Why Women Should Embrace Technology



Nefertiti painting by Frida Kaho

Kris’ career and efforts since retiring completely dispel the myth that only those in the arts have creativity. She encourages women our age to not be afraid to learn technologies because of the discovery and creativity that we’ll find.


“I feel alive when I’m working on this stuff,” she said. “Even when I was under the gun of an existential threat and all the chemo issues and all that I had going on, I was able to create and go forward. It’s really a matter of building your own strength inside yourself and finding a project and doing it.” 

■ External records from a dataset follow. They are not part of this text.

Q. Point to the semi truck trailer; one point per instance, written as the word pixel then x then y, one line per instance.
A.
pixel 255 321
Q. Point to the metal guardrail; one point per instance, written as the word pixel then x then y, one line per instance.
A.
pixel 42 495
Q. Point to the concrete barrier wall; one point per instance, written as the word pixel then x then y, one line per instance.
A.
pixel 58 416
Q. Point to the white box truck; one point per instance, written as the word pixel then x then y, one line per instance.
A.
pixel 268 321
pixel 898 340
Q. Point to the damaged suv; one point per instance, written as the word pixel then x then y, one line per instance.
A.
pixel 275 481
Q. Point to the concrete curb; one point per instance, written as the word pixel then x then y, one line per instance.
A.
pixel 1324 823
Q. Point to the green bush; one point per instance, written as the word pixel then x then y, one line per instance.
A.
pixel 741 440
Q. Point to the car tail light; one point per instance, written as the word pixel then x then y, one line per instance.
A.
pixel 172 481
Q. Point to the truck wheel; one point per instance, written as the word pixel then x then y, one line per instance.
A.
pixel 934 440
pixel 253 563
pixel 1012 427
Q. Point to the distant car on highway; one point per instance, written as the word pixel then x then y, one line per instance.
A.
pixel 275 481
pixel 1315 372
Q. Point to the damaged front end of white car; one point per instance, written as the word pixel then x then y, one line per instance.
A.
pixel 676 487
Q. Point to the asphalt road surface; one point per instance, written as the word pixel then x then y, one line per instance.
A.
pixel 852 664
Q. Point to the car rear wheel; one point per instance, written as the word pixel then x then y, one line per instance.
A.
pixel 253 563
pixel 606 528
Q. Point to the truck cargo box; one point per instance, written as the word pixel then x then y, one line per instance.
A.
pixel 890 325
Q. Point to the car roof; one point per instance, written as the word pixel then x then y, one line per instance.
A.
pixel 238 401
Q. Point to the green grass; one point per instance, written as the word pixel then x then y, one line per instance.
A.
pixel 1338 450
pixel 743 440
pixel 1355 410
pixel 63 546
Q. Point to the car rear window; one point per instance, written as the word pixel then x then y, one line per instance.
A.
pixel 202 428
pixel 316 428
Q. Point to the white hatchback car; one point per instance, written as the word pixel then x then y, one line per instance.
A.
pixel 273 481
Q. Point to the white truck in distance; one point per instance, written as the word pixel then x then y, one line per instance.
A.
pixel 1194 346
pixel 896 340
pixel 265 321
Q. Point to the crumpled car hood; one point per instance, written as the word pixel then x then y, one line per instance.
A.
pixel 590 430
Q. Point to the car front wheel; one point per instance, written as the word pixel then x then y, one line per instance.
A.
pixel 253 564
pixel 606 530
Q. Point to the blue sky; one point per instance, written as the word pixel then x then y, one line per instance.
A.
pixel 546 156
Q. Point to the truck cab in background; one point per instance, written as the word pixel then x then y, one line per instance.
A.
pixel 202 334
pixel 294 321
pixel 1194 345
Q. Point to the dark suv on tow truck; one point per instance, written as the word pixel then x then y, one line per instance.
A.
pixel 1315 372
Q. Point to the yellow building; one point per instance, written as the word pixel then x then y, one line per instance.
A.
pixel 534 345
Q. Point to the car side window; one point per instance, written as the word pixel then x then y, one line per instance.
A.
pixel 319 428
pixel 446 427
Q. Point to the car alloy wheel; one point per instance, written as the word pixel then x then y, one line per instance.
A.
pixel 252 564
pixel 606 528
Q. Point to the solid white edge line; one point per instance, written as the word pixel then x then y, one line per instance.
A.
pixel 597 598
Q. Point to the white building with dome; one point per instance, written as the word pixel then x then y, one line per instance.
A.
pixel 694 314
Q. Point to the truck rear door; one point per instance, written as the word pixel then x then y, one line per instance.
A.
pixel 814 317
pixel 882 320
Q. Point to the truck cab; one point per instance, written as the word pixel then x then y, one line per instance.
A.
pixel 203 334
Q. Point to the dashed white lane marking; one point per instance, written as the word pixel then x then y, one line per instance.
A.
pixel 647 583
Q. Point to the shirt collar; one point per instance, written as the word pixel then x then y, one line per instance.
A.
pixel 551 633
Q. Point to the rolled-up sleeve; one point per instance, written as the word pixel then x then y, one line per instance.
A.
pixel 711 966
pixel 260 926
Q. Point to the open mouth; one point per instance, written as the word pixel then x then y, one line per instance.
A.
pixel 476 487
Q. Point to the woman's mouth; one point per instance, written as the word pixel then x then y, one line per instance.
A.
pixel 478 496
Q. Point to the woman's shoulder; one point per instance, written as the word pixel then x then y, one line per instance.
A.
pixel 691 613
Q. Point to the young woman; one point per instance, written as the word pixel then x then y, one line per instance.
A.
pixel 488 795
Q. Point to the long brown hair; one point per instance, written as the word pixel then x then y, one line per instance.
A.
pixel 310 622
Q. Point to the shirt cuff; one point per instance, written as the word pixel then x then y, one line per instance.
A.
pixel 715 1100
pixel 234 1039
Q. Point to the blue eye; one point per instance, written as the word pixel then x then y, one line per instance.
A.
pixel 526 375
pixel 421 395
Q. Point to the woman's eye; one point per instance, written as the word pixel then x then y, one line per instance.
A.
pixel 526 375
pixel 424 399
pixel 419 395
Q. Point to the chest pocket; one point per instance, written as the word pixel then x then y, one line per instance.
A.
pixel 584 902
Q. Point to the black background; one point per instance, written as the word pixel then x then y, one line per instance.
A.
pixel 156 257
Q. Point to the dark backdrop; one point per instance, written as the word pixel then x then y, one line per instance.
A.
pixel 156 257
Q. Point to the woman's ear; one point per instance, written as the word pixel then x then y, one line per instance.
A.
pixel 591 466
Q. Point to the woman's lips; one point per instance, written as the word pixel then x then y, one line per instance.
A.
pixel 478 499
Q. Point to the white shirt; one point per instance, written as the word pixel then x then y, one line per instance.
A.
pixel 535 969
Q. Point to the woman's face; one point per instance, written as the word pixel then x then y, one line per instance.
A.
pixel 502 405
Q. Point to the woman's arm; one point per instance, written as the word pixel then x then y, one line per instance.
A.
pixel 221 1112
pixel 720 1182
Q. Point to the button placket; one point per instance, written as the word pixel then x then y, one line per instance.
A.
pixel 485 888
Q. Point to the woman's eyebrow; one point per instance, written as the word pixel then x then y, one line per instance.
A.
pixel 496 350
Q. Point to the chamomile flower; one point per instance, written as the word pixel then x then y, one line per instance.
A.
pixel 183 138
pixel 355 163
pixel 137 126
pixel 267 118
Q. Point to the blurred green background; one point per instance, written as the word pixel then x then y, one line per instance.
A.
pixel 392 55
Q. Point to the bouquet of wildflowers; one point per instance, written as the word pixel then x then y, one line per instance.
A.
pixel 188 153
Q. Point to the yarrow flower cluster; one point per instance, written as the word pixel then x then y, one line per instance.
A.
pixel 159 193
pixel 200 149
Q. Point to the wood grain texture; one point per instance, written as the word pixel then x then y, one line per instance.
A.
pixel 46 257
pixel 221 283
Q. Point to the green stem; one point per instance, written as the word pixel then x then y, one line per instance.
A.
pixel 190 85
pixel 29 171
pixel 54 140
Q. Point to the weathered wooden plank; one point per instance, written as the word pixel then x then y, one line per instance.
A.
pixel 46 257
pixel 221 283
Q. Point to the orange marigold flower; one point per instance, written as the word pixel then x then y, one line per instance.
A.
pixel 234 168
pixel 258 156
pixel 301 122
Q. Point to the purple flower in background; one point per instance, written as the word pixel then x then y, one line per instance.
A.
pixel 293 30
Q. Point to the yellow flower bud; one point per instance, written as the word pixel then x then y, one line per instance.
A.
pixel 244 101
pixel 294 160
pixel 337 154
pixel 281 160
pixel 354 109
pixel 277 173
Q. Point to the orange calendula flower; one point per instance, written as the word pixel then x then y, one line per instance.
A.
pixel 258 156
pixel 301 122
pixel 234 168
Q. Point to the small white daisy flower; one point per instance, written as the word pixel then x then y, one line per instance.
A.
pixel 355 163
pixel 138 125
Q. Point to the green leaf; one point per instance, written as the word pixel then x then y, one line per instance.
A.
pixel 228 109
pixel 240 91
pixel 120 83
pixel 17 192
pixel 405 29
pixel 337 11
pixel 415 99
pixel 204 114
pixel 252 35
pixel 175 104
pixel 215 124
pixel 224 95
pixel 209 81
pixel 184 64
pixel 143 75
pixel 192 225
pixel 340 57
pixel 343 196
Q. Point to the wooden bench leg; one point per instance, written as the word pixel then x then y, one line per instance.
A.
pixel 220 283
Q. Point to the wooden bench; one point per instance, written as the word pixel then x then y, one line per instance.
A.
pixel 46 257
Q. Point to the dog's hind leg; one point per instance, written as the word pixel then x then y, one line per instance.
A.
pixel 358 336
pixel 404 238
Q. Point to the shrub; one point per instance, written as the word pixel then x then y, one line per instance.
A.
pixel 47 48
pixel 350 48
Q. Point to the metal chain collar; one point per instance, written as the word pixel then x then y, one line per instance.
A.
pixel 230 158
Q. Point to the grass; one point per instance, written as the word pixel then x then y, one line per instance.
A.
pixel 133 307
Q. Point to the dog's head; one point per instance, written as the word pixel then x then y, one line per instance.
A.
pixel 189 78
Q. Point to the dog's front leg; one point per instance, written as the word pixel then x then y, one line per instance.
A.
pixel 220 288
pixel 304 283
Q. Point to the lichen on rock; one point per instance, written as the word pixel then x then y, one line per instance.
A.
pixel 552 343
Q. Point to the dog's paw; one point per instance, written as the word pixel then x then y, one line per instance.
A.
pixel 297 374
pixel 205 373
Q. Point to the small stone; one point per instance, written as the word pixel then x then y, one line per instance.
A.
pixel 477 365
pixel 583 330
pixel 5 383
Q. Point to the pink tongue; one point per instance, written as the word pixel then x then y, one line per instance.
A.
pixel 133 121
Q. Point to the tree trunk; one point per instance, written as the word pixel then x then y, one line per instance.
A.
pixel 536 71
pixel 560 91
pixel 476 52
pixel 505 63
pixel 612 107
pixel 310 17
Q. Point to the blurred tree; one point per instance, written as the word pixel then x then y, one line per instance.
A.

Kris also finds creative aspects in non-techie efforts like teaching other people or volunteering at food banks or crisis centers. “You’re learning about other people and trying to point them in the right direction. There are so many things you can do with your retirement if you’ve got health on your side or even if you don’t. The people with cancer I met during my hospital visits are incredibly imaginative and resilient. You just need to find the spark.”


And for Kris, that spark starts early since her mind starts ramping up around 4 a.m. “I wake up and I’ll lie there thinking about the three or four projects I have going on at any time – what I’m going to do, something I could write or develop. For example, finding new painters that I’ve never heard for my blog is exciting to me,” she said.


“Learning new things has always been what drives me.”